Spotlight TEDx Talk: Own your face

TEDxSouthBeanWomen speaker Robert Hoge

A portrait of TEDxSouthBend speaker Robert Hoge

Most of us don’t own our faces. They might sit at the the front of our heads and go everywhere we travel. But we don’t actually own them … the biggest obstacle to us owning our faces is us disowning them,” says Robert Hoge, a writer who has struggled with his appearance for most of his childhood and adolescent life.

Hoge was born with a tumor on his face that ran from his forehead to his nose. This deformity pushed his eyes to the side of his face — “like a fish” — he says matter-of-factly in a talk at TEDxSouthBank. At school, he was teased and bullied and tormented by classmates, even after a surgery realigned his eyes and reconstructed his nose.

Whether or not Hoge would ever look normal took over family discussions, family decisions, and Hoge’s own mind when he was a child, he says. Surgeries were proposed and considered and enacted, all with the aim that these would finally “fix” his face, by making it look like everyone else’s. By the time he was in his adolescence, Hoge had had about two dozen surgeries, he says.

When he was 14, a doctor proposed one more surgery, a complicated one that could perhaps make Hoge look “normal,” but came with a list of risks and possible complications. There was a one in four chance that the procedure could cost him his eyesight, his doctor told him. Hoge was given a choice: to go through with the surgery or keep his face as it was. He agonized over the decision.

After a talk with his family, Hoge realized that having a “beautiful” face wasn’t worth possibly losing his sight. “What use is it being pretty,” his brother asked, “if he can’t even see himself?”

“At that instant, I owned my face,” Hoge says. “Until then, my life had been governed by my appearance, but I had never had much say in that. Decisions were made about the fate of my face by my parents, by my doctors, by social workers, by kids teasing me, and the comment from my brother made me realize that I had a choice and I could exercise that choice by owning my face. I didn’t figure I would ever be worth painting, but I was done being the doctor’s canvas.”

This breakthrough gave Hoge a new perspective on beauty. “We try to define ideal beauty like it’s Mt. Everest and that everyone has to climb it. That’s actually wrong,” he says. “Ideal beauty is much better when we think of it as a million different points on the map. Sure, if you want to go to Mt. Everest, go; walk up to base camp; wave at the summit; but then, choose your own point on the map, and walk away …

“Choose to accept your face; choose to appreciate your face. Don’t look away from the mirror so quickly. Understand all the love and the life and the pain that is part of your face, that is the art of your face.”

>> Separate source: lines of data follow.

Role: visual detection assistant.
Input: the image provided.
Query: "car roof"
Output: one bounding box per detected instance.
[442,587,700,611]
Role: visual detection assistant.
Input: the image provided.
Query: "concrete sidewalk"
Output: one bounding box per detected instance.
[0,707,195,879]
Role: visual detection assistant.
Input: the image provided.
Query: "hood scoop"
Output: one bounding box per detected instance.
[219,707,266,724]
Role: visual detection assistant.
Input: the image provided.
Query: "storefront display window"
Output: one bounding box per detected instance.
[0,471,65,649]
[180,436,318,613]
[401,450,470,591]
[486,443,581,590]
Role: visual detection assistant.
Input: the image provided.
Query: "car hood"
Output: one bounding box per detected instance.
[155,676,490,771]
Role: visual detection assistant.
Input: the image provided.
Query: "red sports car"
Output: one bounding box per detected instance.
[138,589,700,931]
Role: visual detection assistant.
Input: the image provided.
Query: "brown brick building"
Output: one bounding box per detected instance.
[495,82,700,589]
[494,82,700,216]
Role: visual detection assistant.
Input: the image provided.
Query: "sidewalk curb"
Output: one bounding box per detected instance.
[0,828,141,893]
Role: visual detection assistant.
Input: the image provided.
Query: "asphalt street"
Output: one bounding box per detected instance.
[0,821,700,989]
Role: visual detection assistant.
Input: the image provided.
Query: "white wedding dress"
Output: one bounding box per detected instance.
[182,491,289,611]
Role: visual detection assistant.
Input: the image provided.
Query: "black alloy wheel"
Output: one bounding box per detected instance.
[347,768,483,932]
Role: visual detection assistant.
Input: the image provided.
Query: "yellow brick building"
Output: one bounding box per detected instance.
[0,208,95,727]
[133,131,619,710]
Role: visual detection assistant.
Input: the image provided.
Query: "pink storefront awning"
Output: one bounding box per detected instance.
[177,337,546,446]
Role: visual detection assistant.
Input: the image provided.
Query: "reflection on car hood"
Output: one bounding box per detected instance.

For more, watch Hoge’s whole talk below:

5 Comments

  1. Fatima

    Hello Sir,
    I have got a disability toi in my face. I am 21 and I still unfortunatly live with remakes of others, talking me that I must subite a surgery. Doctors toi proposed surgeries (I think it’s only for their business,trying to plat with our fragility). But more thank owning our face, I think we have toi understand it and others faces and others personnalites. Because, are our behaviours, skills and ambitions choices that make us humanitaire firstly ?

  2. Anne Zmuda

    Thank you for this insight. I’ve had facial paralysis for the last 18 years of my life and have finally chosen to go through with corrective surgery. I have always thought that I could live with this face as a result from the surgery, but not doing anything about it and not researching the incredible things that doctors are capable if doing only leaves me empty. I am excited to move on to the journey of owning my face. Thank you for this inspiration and setting an honorable example.

  3. leah cardwell

    i enjoyed your talk very much and have shared it on facebook . It is important for people to look beyond the surface of people, beauty is not found on the outside.

  4. Destiny Case

    Robert,

    You are absolutely beautiful and to me, the real definition of what beauty is…is enduring tremendous amounts of pain (physically, mentally and emotionally) and surviving the chaos and darkness that can sometimes overtake people’s better judgement as well as behaviors and actions in all that we do. I want to also thank you for your absolute honesty, it is one of those things I used to believe was one of my best characteristics, yet finding myself over sharing and possibly moving in right next to “brutal honesty” in these days of my life. However, I wanted to say thank you for being courageous, strong and putting together each and every ounce of determination and still making the daily follow throughs that have brought you to a place that looks and sounds to me like peace and happiness within.

    -Destiny Nicholle

  5. Theresa Hildebrand

    Robert ~

    Thanks for sharing your story. Acceptance is definitely the tipping point between suffering from & living with a facial difference. I’ve been living with Rombergs Syndrome for 40+ years ~ met so many wonderful people along the way.

    Your courage in sharing gives others strength in knowing that they too can accept their own faces.